[n]Ferrocenophanes (n = 2, 3) with Nitrogen and Phosphorus in Bridging Positions

The in situ prepared dilithio derivative of the known species 1-bromo-1′-(trimethylsilylamino)­ferrocene (1) reacted with tBuPCl2 to form the first example of a [2]­ferrocenophane ([2]­FCP) bridged by nitrogen and phosphorus (2). Sulfurization of 2 followed by column chromatography on silica gel gave the expected [2]­FCP with a tBu­(S)­PN­(SiMe3) bridging moiety (3a) and its desilylated counterpart with a tBu­(S)­PNH bridging moiety (3b). The molecular structure of 3b was determined by single-crystal X-ray analysis (α = 18.40(11)°).
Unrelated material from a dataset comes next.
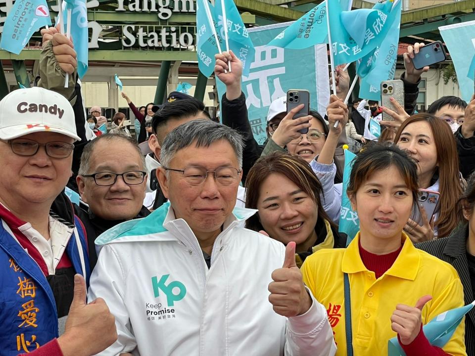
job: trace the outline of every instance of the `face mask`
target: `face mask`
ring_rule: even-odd
[[[452,132],[453,134],[455,134],[455,132],[457,131],[457,130],[458,129],[459,127],[460,127],[460,125],[457,123],[454,123],[453,124],[451,124],[449,126],[450,127],[450,129],[452,130]]]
Using a common synthetic methodology, two new 1-amino-1′-bromoferrocene derivatives were prepared, one species with a PhCH2 (6a) and another with a tBuCH2 group (6b) on nitrogen. Dilithiation of 6a followed by addition of tBuPCl2 gave a mixture of three constitutional isomers: the targeted [2]­FCP (7a), the 1,1′-disubstituted ferrocene derivative (tBuPH)­(PhCHN)­fc (8a), and the [3]­FCP bridged by a (NH)­(CHPh)­PtBu moiety (9a). NMR spectroscopy revealed that 8a is the precursor for 9a. The salt-metathesis reaction of the dilithio derivative of 6b with tBuPCl2 exclusively gave the 1,1′-disubstituted ferrocene derivative (tBuPH)­(tBuCHN)­fc (8b), which does not isomerize to the respective [3]­FCP. DFT calculations at the M06/6-311+G­(d,p) level were used to better rationalize these unexpected results.